King of the Asheville Coven (Winterset Coven #1)

King of the Asheville Coven (Winterset Coven #1)

T.S. Joyce




Chapter One


“All units, automobile accident, ninety-two and Quail Ridge.” The voice over the intercom called over the alarm.

“About time,” Aric Teague muttered as he threw his crappy poker hand down on the table and jogged after the other two firefighters on shift tonight.

Chief Lang was already in the turnout room handing out gear. Aric readied in a daze, his muscle memory remembering everything he needed to without much mental attention. His head was somewhere else. It was already on the automobile accident on ninety-second and Quail Ridge.

Dressed in the heavy gear, he bolted for the passenger’s side of the fire engine. He pulled himself up, only to be yanked back down. “You’re the new guy on the truck, vamp,” John ground out. “Get in the back.”

Vamp. Aric barely had resisted the urge to crawl into the *’s mind and make him piss himself when John shoved him roughly toward where Nick was climbing in the back of the truck.

He missed Asheville.

With a low hiss in his throat, Aric climbed in the back and ignored Nick’s dirty look and muttered curses. As Chief hit the gas and turned onto West Court Avenue, Aric busied himself making sure his radio was working and his gear was fastened. John bitched on and on about why Chief had approved a supernatural for the house.

“Because we have to consider all applications, John.”

“So it’s fair that he gets to only work night shifts, while we have to work twenty-four-hour shifts away from our families?”

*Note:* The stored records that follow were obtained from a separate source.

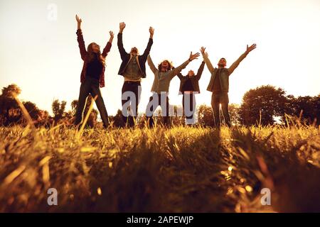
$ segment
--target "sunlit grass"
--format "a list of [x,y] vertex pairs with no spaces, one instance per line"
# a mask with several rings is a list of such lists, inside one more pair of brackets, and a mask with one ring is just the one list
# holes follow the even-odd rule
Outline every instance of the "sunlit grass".
[[[64,125],[0,128],[0,211],[320,211],[314,127],[81,134]],[[58,206],[47,204],[50,187]],[[260,203],[263,187],[272,187],[271,207]]]

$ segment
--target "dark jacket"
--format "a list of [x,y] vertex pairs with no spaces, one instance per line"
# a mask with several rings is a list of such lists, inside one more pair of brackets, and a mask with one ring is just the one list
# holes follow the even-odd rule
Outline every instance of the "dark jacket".
[[[85,74],[87,72],[87,66],[89,62],[87,61],[87,50],[85,49],[85,40],[83,40],[83,35],[81,29],[78,29],[76,34],[77,34],[77,40],[79,44],[79,49],[80,51],[81,58],[83,60],[84,62],[80,76],[80,82],[82,83],[85,81]],[[103,49],[102,53],[101,54],[102,57],[105,58],[107,57],[108,52],[110,51],[111,45],[112,45],[111,43],[109,42],[107,43],[107,45],[105,48]],[[105,66],[103,65],[100,79],[100,87],[105,87]]]
[[[198,93],[200,93],[199,79],[201,77],[202,72],[203,72],[204,65],[205,65],[205,62],[202,62],[201,65],[200,65],[199,69],[198,70],[197,74],[196,75],[194,75],[193,77],[190,77],[192,85],[193,87],[193,92],[196,92]],[[184,83],[188,79],[188,75],[186,77],[183,77],[181,74],[181,73],[179,73],[178,74],[178,77],[179,77],[179,79],[180,79],[179,94],[182,94],[182,88],[183,87]]]
[[[151,38],[149,38],[148,45],[146,46],[146,48],[144,50],[144,54],[142,55],[137,56],[137,62],[138,62],[139,68],[140,69],[141,72],[142,73],[142,78],[146,77],[146,57],[148,57],[148,55],[150,52],[152,43],[154,43],[153,40]],[[119,52],[120,52],[121,59],[122,60],[122,62],[121,63],[118,74],[123,75],[126,70],[126,67],[131,60],[132,55],[129,53],[127,53],[124,50],[124,48],[123,48],[122,33],[118,33],[118,48]]]
[[[240,57],[233,62],[229,68],[223,68],[219,74],[220,85],[221,86],[221,92],[229,92],[229,76],[235,71],[240,62],[245,59],[247,52],[245,52],[240,56]],[[210,79],[209,84],[208,85],[207,90],[209,92],[213,92],[213,83],[215,82],[215,76],[218,72],[218,68],[213,67],[207,55],[203,55],[203,60],[207,65],[208,69],[211,73],[211,78]]]

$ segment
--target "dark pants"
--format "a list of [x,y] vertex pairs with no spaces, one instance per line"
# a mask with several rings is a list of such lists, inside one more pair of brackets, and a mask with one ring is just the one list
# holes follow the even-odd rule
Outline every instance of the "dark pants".
[[220,120],[220,104],[223,116],[225,118],[225,123],[228,127],[231,126],[231,122],[229,114],[229,96],[228,92],[213,93],[211,96],[211,106],[213,110],[213,116],[215,118],[215,124],[216,127],[221,126],[221,121]]
[[[166,100],[164,100],[166,99]],[[161,105],[161,103],[163,105]],[[160,106],[161,107],[161,115],[164,117],[164,125],[167,127],[170,127],[170,117],[169,117],[169,98],[167,94],[160,94],[154,93],[149,99],[149,101],[148,105],[146,106],[146,121],[149,121],[149,126],[150,128],[154,127],[154,121],[152,117],[154,112],[156,111],[156,109]],[[165,114],[164,114],[164,109],[162,107],[166,108]]]
[[107,128],[109,126],[108,114],[105,109],[105,102],[103,101],[100,89],[99,80],[87,77],[83,82],[81,83],[79,99],[78,101],[77,110],[75,111],[75,124],[78,125],[82,123],[83,111],[87,102],[87,97],[89,94],[95,98],[97,95],[95,100],[95,104],[100,113],[101,118],[102,119],[103,126]]
[[184,115],[186,116],[186,124],[194,124],[196,95],[193,93],[183,93],[183,96],[182,98],[182,106],[183,106]]
[[[134,126],[134,121],[138,115],[138,105],[140,102],[141,90],[139,82],[125,81],[122,86],[122,118],[127,126],[130,127]],[[129,114],[130,110],[132,111],[132,115]]]

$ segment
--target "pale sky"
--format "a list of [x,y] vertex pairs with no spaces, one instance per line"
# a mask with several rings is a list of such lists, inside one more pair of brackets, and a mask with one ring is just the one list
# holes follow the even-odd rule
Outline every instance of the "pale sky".
[[[50,6],[57,6],[57,15]],[[230,78],[230,103],[240,104],[243,94],[257,86],[280,87],[294,96],[320,93],[320,1],[319,0],[193,0],[193,1],[0,1],[0,88],[15,83],[20,98],[51,112],[54,99],[70,103],[78,99],[81,60],[75,31],[75,14],[82,19],[86,46],[104,47],[109,31],[114,39],[107,57],[106,87],[101,89],[107,110],[121,109],[123,77],[117,74],[121,59],[117,46],[119,23],[127,27],[124,48],[137,46],[143,52],[149,27],[155,28],[151,55],[157,65],[167,58],[178,66],[190,51],[205,46],[216,66],[225,57],[230,66],[245,51],[257,48],[240,63]],[[196,72],[202,57],[182,71]],[[139,112],[145,110],[154,74],[146,64],[142,80]],[[206,91],[210,74],[205,68],[197,104],[210,105]],[[170,85],[170,104],[181,104],[177,77]]]

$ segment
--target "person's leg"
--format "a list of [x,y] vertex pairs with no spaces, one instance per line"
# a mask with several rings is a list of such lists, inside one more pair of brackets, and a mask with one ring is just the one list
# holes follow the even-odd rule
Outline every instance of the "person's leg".
[[223,111],[223,116],[225,118],[225,124],[228,127],[231,127],[231,121],[230,118],[229,108],[228,108],[229,96],[228,95],[228,93],[224,93],[221,94],[220,102],[221,102],[221,109]]
[[[171,126],[171,122],[170,122],[170,116],[169,116],[169,97],[168,94],[166,94],[165,96],[162,96],[161,99],[166,99],[166,115],[164,117],[164,126],[166,127],[170,128]],[[161,102],[160,102],[161,104]],[[163,111],[162,111],[163,113]]]
[[132,110],[133,116],[129,116],[129,126],[130,127],[134,126],[134,123],[137,120],[137,116],[138,116],[138,105],[140,101],[141,95],[141,84],[139,82],[134,82],[132,84],[131,90],[134,94],[134,100],[131,102],[131,108]]
[[105,128],[107,128],[109,126],[108,114],[105,108],[105,102],[103,101],[102,96],[101,95],[98,81],[97,83],[92,84],[90,92],[93,98],[95,98],[95,96],[97,95],[97,98],[95,100],[95,104],[97,104],[99,113],[100,113],[100,116],[103,122],[103,126]]
[[183,115],[184,115],[184,116],[186,117],[186,106],[184,104],[185,100],[186,99],[186,94],[185,94],[183,92],[183,94],[182,95],[182,108],[183,109]]
[[121,90],[121,103],[122,104],[122,120],[126,126],[127,126],[128,124],[129,110],[127,106],[124,105],[124,104],[130,101],[130,97],[129,96],[124,95],[124,93],[128,92],[129,90],[129,88],[128,84],[124,82]]
[[83,111],[85,110],[87,97],[90,91],[90,81],[85,79],[81,83],[79,99],[78,99],[77,109],[75,111],[75,120],[74,124],[78,126],[82,123],[83,119]]
[[220,94],[212,94],[211,96],[211,106],[213,111],[213,117],[215,119],[215,127],[220,126],[220,116],[219,116],[219,107],[220,107]]
[[150,128],[154,127],[154,121],[152,115],[154,114],[154,112],[156,111],[156,107],[158,107],[159,104],[159,100],[158,94],[156,93],[154,93],[149,99],[149,103],[146,105],[146,122],[149,121],[149,126]]
[[196,96],[194,94],[190,94],[190,116],[186,118],[186,123],[193,125],[196,123],[195,111],[196,111]]

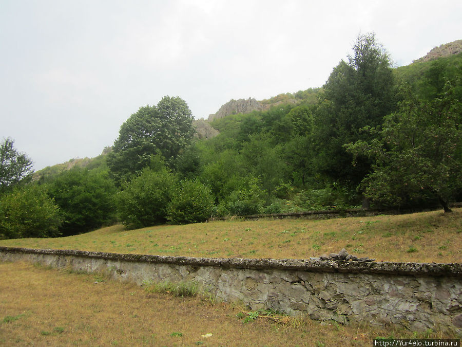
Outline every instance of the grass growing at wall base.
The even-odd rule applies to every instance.
[[[364,322],[342,325],[306,317],[281,316],[277,322],[265,318],[277,318],[277,313],[147,293],[110,279],[95,283],[94,274],[23,262],[0,263],[0,272],[2,345],[369,346],[379,336],[457,337],[442,331],[414,332]],[[251,314],[254,319],[243,324]]]

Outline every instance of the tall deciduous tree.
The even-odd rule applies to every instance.
[[[313,163],[323,176],[354,187],[370,163],[353,167],[343,145],[361,139],[360,129],[381,124],[395,105],[390,60],[374,34],[358,36],[353,54],[334,69],[323,88],[314,115]]]
[[[59,236],[61,217],[43,186],[15,187],[0,196],[0,239]]]
[[[18,152],[14,144],[8,138],[0,145],[0,193],[27,178],[33,171],[32,161],[25,154]]]
[[[156,155],[168,165],[189,146],[194,135],[192,115],[179,97],[166,96],[157,103],[140,107],[120,127],[107,162],[120,183],[143,168]]]
[[[63,216],[64,236],[89,231],[115,220],[117,189],[106,170],[75,167],[48,185]]]
[[[366,196],[398,206],[433,198],[451,211],[448,203],[462,189],[462,100],[454,92],[447,86],[426,103],[406,89],[375,138],[346,146],[374,159],[373,172],[363,181]]]

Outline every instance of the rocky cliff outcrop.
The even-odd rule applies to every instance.
[[[220,107],[218,112],[210,115],[208,116],[208,121],[219,119],[229,115],[249,113],[252,111],[262,111],[266,108],[265,105],[253,98],[249,98],[247,100],[240,99],[238,100],[233,99]]]
[[[453,42],[441,45],[439,47],[435,47],[427,53],[425,57],[414,60],[413,62],[428,62],[459,53],[462,53],[462,40],[458,40]]]
[[[220,132],[211,127],[210,123],[204,119],[196,119],[192,122],[196,128],[195,137],[200,139],[210,139],[220,134]]]

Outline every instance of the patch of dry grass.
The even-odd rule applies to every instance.
[[[451,337],[283,317],[243,324],[239,317],[248,313],[237,306],[148,293],[98,275],[23,262],[0,263],[0,272],[2,345],[370,346],[377,337]]]
[[[462,209],[327,220],[260,220],[163,225],[116,225],[55,239],[0,245],[166,255],[307,259],[338,252],[380,261],[462,262]]]

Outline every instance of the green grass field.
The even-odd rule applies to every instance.
[[[462,261],[462,209],[329,220],[122,225],[0,245],[206,257],[306,259],[345,247],[377,260]],[[0,263],[0,345],[369,346],[377,337],[458,338],[403,327],[257,317],[238,305],[152,293],[98,274]],[[252,319],[249,319],[252,318]],[[206,334],[211,334],[211,336]]]
[[[367,322],[257,317],[237,305],[24,262],[0,263],[0,345],[369,346],[377,337],[458,338]]]
[[[326,220],[216,221],[133,230],[122,225],[0,245],[211,258],[304,259],[345,248],[377,261],[462,262],[462,209]]]

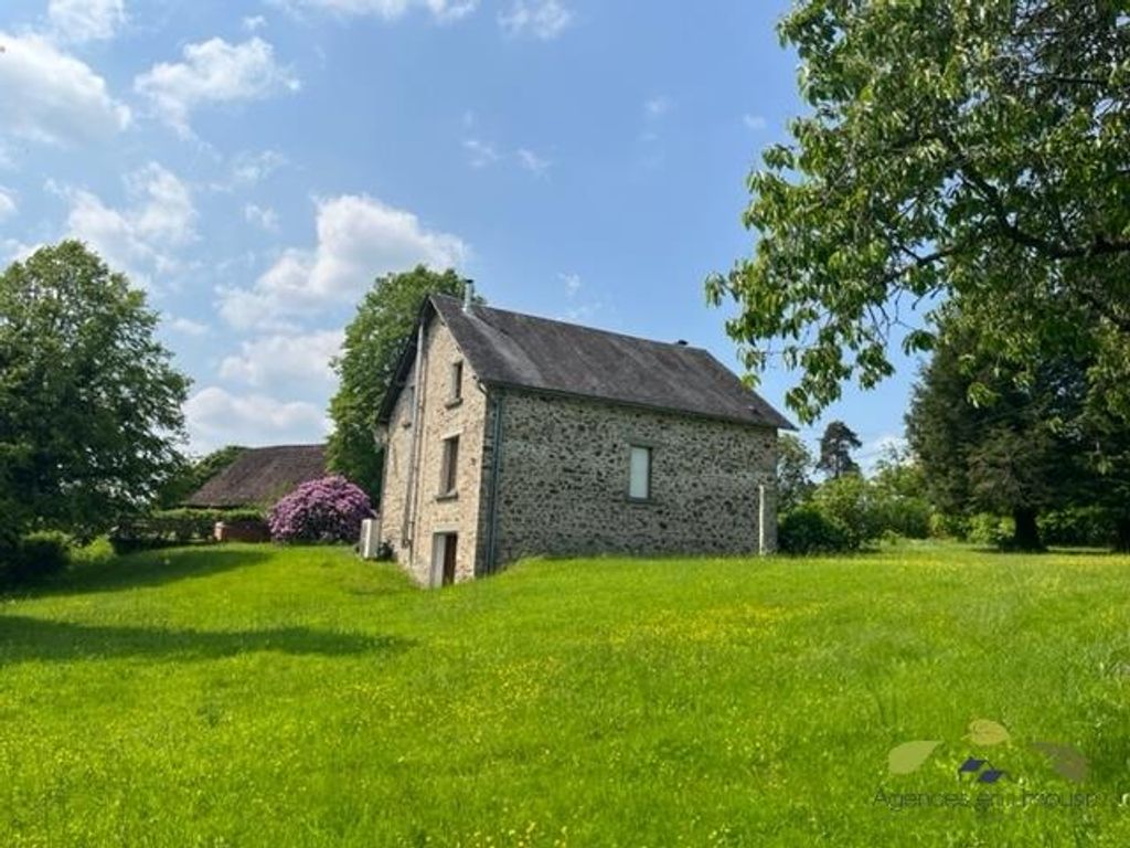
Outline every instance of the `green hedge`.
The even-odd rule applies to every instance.
[[[0,589],[42,583],[70,564],[71,540],[54,530],[29,533],[0,546]]]
[[[122,520],[110,533],[115,553],[129,553],[156,547],[171,547],[192,543],[214,542],[217,521],[263,522],[263,511],[258,509],[157,510],[148,516]]]

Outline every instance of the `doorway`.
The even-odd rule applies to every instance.
[[[458,550],[458,533],[437,533],[432,537],[432,586],[451,586],[455,582]]]

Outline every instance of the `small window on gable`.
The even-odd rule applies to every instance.
[[[443,461],[440,465],[440,495],[453,495],[459,484],[459,436],[443,440]]]
[[[411,426],[412,421],[416,418],[416,387],[406,386],[405,387],[405,426]]]
[[[628,469],[628,497],[634,501],[651,499],[651,448],[632,445]]]
[[[451,363],[451,391],[449,396],[452,400],[461,400],[463,397],[463,361]]]

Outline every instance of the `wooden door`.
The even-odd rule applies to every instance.
[[[459,535],[449,533],[443,537],[443,585],[451,586],[455,582],[455,547]]]

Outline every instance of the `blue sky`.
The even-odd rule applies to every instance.
[[[420,261],[737,370],[702,283],[750,252],[746,174],[801,109],[785,8],[6,0],[0,259],[76,236],[145,287],[194,451],[322,438],[342,327]],[[840,417],[872,458],[903,431],[897,362],[801,434]]]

“He might have a family, too, and supes work different than us.” Chief Lang was being overly patient. Aric’s last fire chief would’ve told John to get over it and quit whining already. Aric got it, though. He was new to the house, and he’d shaken up a routine they had all been used to.

“And when he gets hungry during a call? When he sees the blood and goes on a killing spree? He probably eats little babies—”

“Enough!” Aric yelled, fury blasting through his veins. “I’m fine on calls. I’ve worked this job for a decade and have never tasted a drop of any of the victims. Go do your f*cking research online and keep your pissing and moaning to yourself. And no, I don’t have a family. I have a coven under me. Tread lightly with how you talk to me.”

“You’re a king?” Chief asked carefully over the blaring of the sirens. “You should’ve told me that on your application.”

“What difference does it make?” Aric added darkly as he watched the small town of Winterset blur by the window. “You and I both know you had to hire me.”

And it was true. Twenty-five years ago, shifters came out to the public and fought for their rights. Vampires came out soon after. Supes, as the humans liked to call them, had to be considered for the same jobs as humans now. Aric got through the door of the Winterset Fire Department based on what he was. Now he had to prove he was an asset to this truck by showing his crew who he was.

God, he missed his old life. He missed the Bryson City Fire Department and the guys he had worked with there. He missed the way his coven used to be before he had to force his people to flee the wrath of the Bloodrunner Crew.

As long as he lived, he would never put his coven in danger from another crew of shifters again. He winced as he rubbed his forearm, still sore from his last encounter with Harper Keller, the Bloodrunner Dragon. She’d shoved his arm in the sunlight and threatened to wage war on all vampires. Crazy fire-breather probably would’ve done it too. He should’ve killed her and claimed all her territory.

Instead he was in f*cking Nowheresville, Iowa with a pissed-off coven under him and an acute hatred for these ball-busting idiots on the truck.

A police cruiser was already on the scene up ahead, and Aric muttered a curse when he got his first glance at the wreckage. The older model, black SUV had careened off into a deep ditch and was on its side. Beyond, there was only darkness, which meant the car was being propped up by something he couldn’t see from here. It must’ve rolled because the driver’s side door was caved in and a mess of metal.

“Jaws of life…” John was saying into the radio, but Aric was already bolting from the truck. The smoke billowing from the engine said they didn’t have that much time.

“Help me!” the police officer yelled. “Hurry!” He was standing on the toppled SUV, straining against the door.

Shit. Aric slid down the steep ditch, dislodging leaves and earth as he went. The others were yelling behind him, but f*ck it. They could get their equipment. Aric had something better.

He began to climb onto the SUV, but it rocked dangerously backward. Too much weight. “Get off!” he ordered the officer. “We can’t both be up there, or it’ll start rolling again.

“It’s only propped up by a couple of trees,” he said as he climbed down, his face pouring with sweat. “Just saplings holding her up.”

Her. Damn, he hated when he lost women and children. Stop it. She could still pull through. You haven’t even seen her yet.

One look inside the shattered window, though, and his heart dropped to the ground. He’d been able to smell the blood from the fire truck, but seeing the gore was a different story. Her hair was such a light shade of blond, it almost looked silver. Her long tresses were curled on the ends, and she wore a dress as though she’d been going somewhere nice. She was completely limp, held in the driver’s seat by only her seatbelt.